Mora visited the embassy again Thursday, and said his daughter received her passport, but his visa remains canceled. Mora is an established Guanacaste businessman.

Mora said he travels to the United States eight times a year, if not more, and has possessed two, 10-year visas in his lifetime. He is the owner of a tour agency in Costa Rica as well as a computer resale company and travels to the United States to buy electronics. He said he had already made the hotel reservations, purchased the airline tickets and $10,000 of electronics, which is now waiting for him to pick up in Miami during for the family’s planned trip in February.

He said also the trip was going to have sentimental value because, although his daughter is 13 years old and a United States citizen, she has only been in the United States once in her life: the three months following her birth.
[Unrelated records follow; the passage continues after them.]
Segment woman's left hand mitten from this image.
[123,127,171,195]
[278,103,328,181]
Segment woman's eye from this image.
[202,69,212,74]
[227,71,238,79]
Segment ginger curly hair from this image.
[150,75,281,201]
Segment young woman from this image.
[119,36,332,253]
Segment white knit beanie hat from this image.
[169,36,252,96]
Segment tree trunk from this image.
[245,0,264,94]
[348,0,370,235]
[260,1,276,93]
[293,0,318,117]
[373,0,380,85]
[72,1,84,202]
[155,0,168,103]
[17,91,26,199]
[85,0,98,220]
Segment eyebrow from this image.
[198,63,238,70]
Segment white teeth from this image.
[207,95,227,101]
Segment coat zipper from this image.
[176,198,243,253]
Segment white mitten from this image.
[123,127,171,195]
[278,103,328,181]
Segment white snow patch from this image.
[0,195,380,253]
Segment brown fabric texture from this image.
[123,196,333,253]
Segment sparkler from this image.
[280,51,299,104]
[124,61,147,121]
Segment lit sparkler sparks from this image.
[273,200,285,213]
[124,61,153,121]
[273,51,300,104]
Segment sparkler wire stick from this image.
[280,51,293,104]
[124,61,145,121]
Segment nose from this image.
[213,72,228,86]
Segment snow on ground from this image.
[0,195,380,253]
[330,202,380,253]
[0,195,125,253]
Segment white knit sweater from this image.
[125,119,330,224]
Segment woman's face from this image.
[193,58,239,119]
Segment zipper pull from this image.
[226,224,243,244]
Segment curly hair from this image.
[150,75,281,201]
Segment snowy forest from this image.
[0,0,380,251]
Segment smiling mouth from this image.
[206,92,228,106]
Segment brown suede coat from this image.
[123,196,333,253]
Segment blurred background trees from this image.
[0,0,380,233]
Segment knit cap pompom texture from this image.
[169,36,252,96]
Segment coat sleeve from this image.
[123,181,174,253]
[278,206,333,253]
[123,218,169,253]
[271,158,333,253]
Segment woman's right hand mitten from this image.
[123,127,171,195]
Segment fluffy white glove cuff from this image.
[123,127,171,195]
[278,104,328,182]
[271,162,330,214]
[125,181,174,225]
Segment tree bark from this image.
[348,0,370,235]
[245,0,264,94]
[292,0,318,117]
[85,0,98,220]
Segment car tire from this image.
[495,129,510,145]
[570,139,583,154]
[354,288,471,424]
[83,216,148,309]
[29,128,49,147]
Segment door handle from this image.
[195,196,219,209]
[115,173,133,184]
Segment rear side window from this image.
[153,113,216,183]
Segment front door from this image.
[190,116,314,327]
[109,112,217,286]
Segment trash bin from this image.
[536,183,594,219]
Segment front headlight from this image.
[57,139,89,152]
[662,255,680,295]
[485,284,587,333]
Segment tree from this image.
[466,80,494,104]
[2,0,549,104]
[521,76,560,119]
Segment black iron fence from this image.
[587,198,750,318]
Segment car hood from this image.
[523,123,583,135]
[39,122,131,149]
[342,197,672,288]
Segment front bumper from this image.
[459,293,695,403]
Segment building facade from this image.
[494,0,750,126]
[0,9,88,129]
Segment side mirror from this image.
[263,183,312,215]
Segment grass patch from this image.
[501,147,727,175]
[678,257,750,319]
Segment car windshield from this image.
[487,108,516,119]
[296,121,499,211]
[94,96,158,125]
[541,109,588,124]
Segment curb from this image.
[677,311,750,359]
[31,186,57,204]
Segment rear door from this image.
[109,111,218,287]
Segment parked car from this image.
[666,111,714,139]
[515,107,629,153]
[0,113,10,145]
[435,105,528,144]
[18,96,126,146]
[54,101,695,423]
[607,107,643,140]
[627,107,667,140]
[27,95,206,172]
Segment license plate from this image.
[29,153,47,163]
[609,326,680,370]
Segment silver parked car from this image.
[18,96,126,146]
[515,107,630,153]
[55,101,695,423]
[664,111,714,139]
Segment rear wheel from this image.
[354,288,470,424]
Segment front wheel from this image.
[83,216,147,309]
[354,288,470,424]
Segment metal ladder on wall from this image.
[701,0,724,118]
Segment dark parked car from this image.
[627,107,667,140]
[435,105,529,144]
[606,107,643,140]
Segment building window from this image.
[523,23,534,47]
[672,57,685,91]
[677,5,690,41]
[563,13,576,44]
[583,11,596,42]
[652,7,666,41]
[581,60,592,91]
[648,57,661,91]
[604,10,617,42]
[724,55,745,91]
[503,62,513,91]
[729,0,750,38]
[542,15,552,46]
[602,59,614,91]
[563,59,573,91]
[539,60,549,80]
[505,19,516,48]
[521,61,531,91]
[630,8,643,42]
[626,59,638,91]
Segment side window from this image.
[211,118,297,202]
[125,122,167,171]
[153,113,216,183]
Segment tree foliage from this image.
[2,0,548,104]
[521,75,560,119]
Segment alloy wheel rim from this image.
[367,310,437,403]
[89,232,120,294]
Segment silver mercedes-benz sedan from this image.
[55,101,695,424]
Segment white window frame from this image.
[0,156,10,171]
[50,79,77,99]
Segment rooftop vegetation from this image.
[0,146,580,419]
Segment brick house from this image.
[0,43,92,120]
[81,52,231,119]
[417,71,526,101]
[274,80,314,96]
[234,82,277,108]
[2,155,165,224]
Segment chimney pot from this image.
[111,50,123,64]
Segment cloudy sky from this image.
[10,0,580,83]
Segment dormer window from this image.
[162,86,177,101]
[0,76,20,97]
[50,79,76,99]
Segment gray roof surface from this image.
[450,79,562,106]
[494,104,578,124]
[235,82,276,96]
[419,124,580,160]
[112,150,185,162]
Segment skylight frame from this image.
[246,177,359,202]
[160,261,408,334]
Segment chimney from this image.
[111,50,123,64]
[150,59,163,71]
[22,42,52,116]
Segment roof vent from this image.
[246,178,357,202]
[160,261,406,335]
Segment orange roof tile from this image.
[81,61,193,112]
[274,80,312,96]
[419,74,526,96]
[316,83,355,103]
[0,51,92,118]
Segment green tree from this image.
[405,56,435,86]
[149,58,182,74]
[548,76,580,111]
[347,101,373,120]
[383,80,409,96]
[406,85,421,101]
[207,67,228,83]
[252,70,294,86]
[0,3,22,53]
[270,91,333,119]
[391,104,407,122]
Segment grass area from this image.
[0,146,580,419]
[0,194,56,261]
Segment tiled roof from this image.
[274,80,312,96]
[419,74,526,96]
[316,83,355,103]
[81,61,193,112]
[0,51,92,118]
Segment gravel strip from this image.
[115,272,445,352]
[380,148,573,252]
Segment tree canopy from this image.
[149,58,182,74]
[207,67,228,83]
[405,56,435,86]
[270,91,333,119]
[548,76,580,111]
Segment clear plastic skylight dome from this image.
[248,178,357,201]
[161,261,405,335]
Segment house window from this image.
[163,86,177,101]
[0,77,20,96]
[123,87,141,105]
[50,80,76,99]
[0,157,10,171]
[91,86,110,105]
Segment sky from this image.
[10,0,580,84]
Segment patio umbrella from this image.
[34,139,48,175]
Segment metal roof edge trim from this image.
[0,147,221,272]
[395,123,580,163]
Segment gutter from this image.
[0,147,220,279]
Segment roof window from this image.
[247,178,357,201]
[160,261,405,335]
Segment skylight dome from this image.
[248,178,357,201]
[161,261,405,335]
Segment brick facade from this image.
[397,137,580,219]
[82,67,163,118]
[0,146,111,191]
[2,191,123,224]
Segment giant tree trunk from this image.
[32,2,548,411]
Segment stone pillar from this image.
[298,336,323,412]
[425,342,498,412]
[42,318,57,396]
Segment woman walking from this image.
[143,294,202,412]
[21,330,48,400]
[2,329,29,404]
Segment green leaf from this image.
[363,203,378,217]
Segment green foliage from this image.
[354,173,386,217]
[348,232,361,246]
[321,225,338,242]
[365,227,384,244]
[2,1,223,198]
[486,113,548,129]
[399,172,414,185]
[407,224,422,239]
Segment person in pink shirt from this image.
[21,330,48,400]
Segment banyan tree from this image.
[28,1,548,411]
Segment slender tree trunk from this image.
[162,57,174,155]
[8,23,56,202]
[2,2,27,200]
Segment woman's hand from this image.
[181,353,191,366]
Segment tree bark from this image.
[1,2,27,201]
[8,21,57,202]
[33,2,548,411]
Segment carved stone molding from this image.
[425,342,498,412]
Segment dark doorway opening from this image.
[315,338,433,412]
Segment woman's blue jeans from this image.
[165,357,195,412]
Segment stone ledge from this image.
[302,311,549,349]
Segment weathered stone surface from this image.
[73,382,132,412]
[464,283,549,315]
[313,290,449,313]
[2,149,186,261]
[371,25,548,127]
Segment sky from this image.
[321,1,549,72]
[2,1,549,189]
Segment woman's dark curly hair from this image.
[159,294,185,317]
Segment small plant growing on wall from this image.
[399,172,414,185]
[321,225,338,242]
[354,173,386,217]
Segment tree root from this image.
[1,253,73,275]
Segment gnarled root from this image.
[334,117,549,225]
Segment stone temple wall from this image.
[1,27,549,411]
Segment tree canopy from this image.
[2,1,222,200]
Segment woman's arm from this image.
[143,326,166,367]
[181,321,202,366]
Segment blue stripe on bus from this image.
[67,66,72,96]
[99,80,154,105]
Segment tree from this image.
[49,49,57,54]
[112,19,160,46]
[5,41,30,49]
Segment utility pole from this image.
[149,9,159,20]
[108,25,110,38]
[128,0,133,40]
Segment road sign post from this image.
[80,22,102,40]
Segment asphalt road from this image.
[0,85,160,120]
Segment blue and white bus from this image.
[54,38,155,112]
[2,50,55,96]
He said it has been her dream to go there.

Robin Haase is the recent arrival as consul general at the U.S. Embassy in Pavas. The former consul general, Paul Birdsall, gained a reputation for community outreach and customer service.

The consular section that issues visas to Costa Ricans and handles passport and other requests from U.S. citizens has had several high-profile public relations disasters. Perhaps the most notable was when workers denied a visa to a Costa Rican mother whose U.S. citizen son had just died as a soldier in Iraq. The woman got the cold shoulder when embassy personnel said they could not find the name of the dead soldier on a data base. They made her come back the following day after paying a $100 appointment fee to attend her son’s funeral at Arlington National Cemetery. Other embassy workers were so shocked at the treatment that they took up a collection.

Since that event in 2004, conditions have improved. Costa Ricans no longer have to wait outside in the wind and rain when seeking a visa to the United States. Now there is a roofed area inside the embassy where they can wait. And an appointment system has greatly reduced waiting time.

Embassy officials have bragged that 85 percent of the Costa Rican applicants obtain U.S. visas.